Passons à la page 255, avec la section "Corrompre le réel". Bronner entend par là que nos contemporains choisissent des positions d'observation d'où ils ne voient qu'une partie du monde, celle qui leur convient : "Être indifférent au réel ? Non : plutôt se ménager une fenêtre pour le regarder sous l'angle que l'on désire. Ce n'est pas croire ce que l'on voit mais voir ce que l'on croit."(p. 258) Il pointe une dérégulation du marché cognitif, la prolifération de la mésinformation, montrant avec raison que si la connaissance est plus disponible que jamais sur Internet, c'est aussi le cas des modèles fantaisistes prétendant décrire le monde. Et dans la concurrence "entre tous les modèles interprétant le réel, ceux qui le corrompent partent de bien des façons avec un avantage concurrentiel." (p. 270) Par exemple, en générant ce que Bronner propose d'appeler des mille-feuilles argumentatifs : "accumulations de pseudo-preuves, qui peuvent être logiquement incompatibles les unes avec les autres mais qui, par la somme qu'elles constituent, insinuent dans l'esprit de certains que "tout ne peut pas être faux", qu'"il n'y a pas de fumée sans feu."(p. 274) Intimidation intellectuelle renforcée par la loi dite de Brandolini, selon laquelle "la quantité d'énergie nécessaire pour réfuter des sottises [...] est supérieure en ordre de grandeur à celle nécessaire pour les produire." Tout ceci risquant de conduire à un scepticisme qu'il qualifie d'opportuniste, où tout individu pourra décider librement de manifester du scepticisme à l'égard d'informations qui ne lui plaisent pas. Ce qui conduit Bronner à évoquer la stratégie suivante : ductiliser le réel.
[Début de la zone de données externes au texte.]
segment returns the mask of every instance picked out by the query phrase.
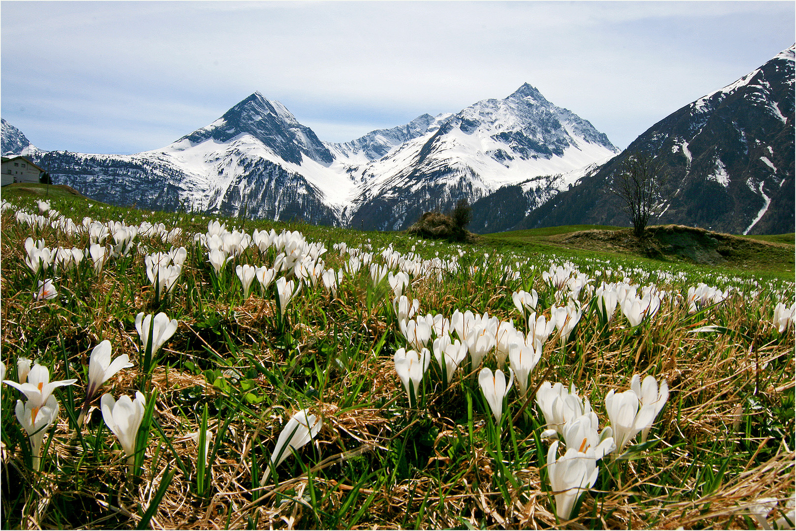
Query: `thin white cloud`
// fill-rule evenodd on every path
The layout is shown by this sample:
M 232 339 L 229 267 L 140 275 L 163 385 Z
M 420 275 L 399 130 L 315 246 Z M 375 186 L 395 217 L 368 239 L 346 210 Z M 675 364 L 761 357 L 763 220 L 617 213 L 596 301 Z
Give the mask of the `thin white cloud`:
M 98 124 L 101 143 L 125 152 L 160 147 L 149 143 L 203 127 L 258 90 L 316 124 L 320 138 L 345 141 L 369 123 L 455 112 L 525 82 L 624 146 L 650 116 L 735 80 L 794 40 L 794 4 L 782 2 L 5 2 L 2 10 L 3 116 L 34 143 L 40 134 L 59 142 L 45 117 L 50 131 L 59 119 L 58 130 Z M 27 31 L 30 20 L 39 31 Z M 124 127 L 115 132 L 114 123 Z M 66 135 L 49 147 L 96 150 L 88 129 L 80 137 L 86 143 Z

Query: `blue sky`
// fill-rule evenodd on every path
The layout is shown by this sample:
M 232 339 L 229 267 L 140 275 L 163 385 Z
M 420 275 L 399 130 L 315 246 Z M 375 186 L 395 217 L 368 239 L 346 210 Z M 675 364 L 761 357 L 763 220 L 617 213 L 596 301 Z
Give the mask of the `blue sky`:
M 322 140 L 523 83 L 626 147 L 794 44 L 793 2 L 0 2 L 0 115 L 37 146 L 130 154 L 252 92 Z

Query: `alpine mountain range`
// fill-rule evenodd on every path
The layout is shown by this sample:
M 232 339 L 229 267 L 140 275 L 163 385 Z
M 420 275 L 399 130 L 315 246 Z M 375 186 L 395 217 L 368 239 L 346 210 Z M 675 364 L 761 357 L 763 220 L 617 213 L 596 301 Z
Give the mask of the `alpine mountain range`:
M 623 158 L 656 156 L 661 216 L 728 232 L 794 230 L 794 47 L 673 112 L 624 152 L 525 84 L 456 114 L 423 115 L 345 143 L 323 142 L 256 92 L 158 150 L 44 151 L 2 119 L 3 154 L 24 154 L 106 203 L 377 230 L 473 205 L 470 228 L 626 225 L 609 189 Z

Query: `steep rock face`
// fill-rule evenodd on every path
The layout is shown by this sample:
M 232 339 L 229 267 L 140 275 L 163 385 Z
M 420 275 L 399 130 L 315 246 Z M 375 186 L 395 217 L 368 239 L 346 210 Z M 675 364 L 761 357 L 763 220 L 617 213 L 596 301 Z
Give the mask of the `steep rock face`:
M 328 144 L 328 146 L 338 154 L 338 158 L 364 163 L 381 158 L 409 140 L 429 132 L 433 133 L 449 116 L 450 113 L 436 116 L 429 114 L 421 115 L 406 125 L 390 129 L 377 129 L 356 140 L 345 143 Z
M 153 210 L 185 208 L 184 175 L 176 168 L 137 155 L 90 155 L 49 151 L 35 157 L 53 184 L 66 184 L 111 205 Z
M 651 222 L 731 233 L 793 232 L 794 131 L 790 48 L 663 119 L 517 228 L 628 225 L 608 188 L 624 158 L 642 151 L 661 166 L 661 213 Z

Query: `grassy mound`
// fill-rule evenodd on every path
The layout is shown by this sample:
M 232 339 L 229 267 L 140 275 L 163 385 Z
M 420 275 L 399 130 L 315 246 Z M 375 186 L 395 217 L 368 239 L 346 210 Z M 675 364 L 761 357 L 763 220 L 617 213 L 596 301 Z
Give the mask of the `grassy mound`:
M 476 235 L 457 226 L 451 217 L 439 212 L 427 212 L 406 229 L 406 233 L 421 238 L 447 240 L 449 241 L 473 243 L 478 240 Z

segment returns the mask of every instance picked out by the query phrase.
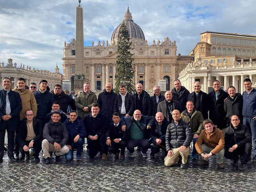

Il faudrait à ce stade entrer plus avant dans le détail (Bronner se livre par exemple à une attaque de Bruno Latour qui me semble très partiale et mal étayée), mais cela m'éloignerait du cœur de mon propos. Filons donc à cette section, page 337, qu'il nomme Bouquet final. Il y procède à une critique radicale du mouvement situationniste de Guy Debord, groupe aux idées souvent mal comprises, écrit-il, ajoutant benoîtement qu'il faut dire que les textes "relèvent parfois du galimatias ampoulé". Il résume le mouvement en affirmant qu'il prône "la mise à bas du système tout entier qui nous empêche de bien jouir." Le Traité de savoir-vivre à l'usage des jeunes générations de Raoul Vaneigem, paru en 1967, exalterait un refus des contraintes "qu'il synthétise dans une formule qui aurait pu servir de titre à notre propre livre : "la subjectivité radicale", c'est-à-dire l'affirmation par l'individu de tous ses désirs pour qu'enfin le monde advienne comme il aurait dû être."(p. 338)
Le situationnisme expédié en quelques lignes, Bronner donne ensuite des exemples contemporains de cette subjectivité radicale. Ainsi évoque-t-il les thérians, ces personnes "qui s'identifient d'une manière non physique comme non-humains ou pas entièrement humains, et plus précisément comme des animaux existant ou ayant existé sur Terre", à travers le cas de Toru Ueda, cet ingénieur résidant à Tokyo, qui se sent loup au plus profond de soi, u celui de Toco, youtuber japonais (décidément, il faut croire que le Japon est la matrice de la pensée désirante...), qui veut devenir un colley, la race de chien qu'il préfère.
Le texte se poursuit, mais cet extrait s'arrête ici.